Afterward, a quick mental run-through of the following checklist can help assess the quality of your listening:
- Did I still the chatter in my head?
- Did I let the other person speak without interruption?
- Did I try to see things from the other person’s point of view?
- Did I convey interest in what the person was saying?
- Did I “listen between the lines” to notice connotations and implicit meanings?
- Did I resist the temptation to jump in with evaluative or disparaging comments?
- Did I rephrase what the other person said so as to better understand it?
- When I responded, did I speak clearly?
- Was I honest? Did I show empathy?
- Did I treat the other person with respect?
The value of active listening
Active and attentive listening has several immediate and important benefits for your organization, including:
- Promotes better business communication
- Helps teams develop effective communication skills
- Improves employee morale
- Reduces employee turnover
- Helps resolve interpersonal conflict
- Encourages employees to express their opinions and perspectives
- Opens the door to new ideas and possibilities
Perhaps most important, active listening increases employee engagement at all levels of the organization.

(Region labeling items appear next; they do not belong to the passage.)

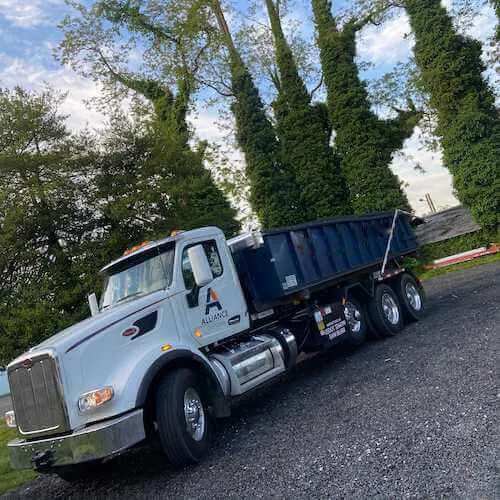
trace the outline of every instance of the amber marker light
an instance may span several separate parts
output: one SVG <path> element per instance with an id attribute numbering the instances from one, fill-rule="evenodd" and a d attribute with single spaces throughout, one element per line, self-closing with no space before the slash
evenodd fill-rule
<path id="1" fill-rule="evenodd" d="M 81 413 L 93 410 L 113 399 L 112 387 L 103 387 L 95 391 L 86 392 L 78 399 L 78 409 Z"/>

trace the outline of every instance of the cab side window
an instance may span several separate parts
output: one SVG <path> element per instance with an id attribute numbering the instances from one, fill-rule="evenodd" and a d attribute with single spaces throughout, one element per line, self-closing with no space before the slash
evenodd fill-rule
<path id="1" fill-rule="evenodd" d="M 192 246 L 192 245 L 191 245 Z M 219 251 L 217 250 L 217 243 L 215 240 L 204 241 L 202 243 L 203 249 L 210 264 L 213 278 L 218 278 L 224 272 L 222 261 L 220 259 Z M 193 270 L 188 256 L 189 246 L 185 247 L 182 251 L 182 276 L 184 278 L 184 285 L 186 290 L 192 290 L 195 285 Z"/>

When people feel understood, heard and respected, they become more aligned with your vision of winning for the business. It also increases the level of trust within the organization, which is a critical ingredient for making course corrections in today’s rapidly changing markets.
When trust levels are low, employees tend to nod their heads and pretend to agree with what gets said in meetings. As a result, important issues often don’t get brought out into the open where they can be fully addressed in the light of day. Conversely, when people trust each other ¬— and especially trust their managers and supervisors — they feel safe to share ideas and perspectives that may not agree with the current status quo.
As leaders, we need as much information and as many different perspectives as possible in order to make the best decisions for our organizations. Active listening encourages people to be forthcoming with that information because they know they will be heard and respected.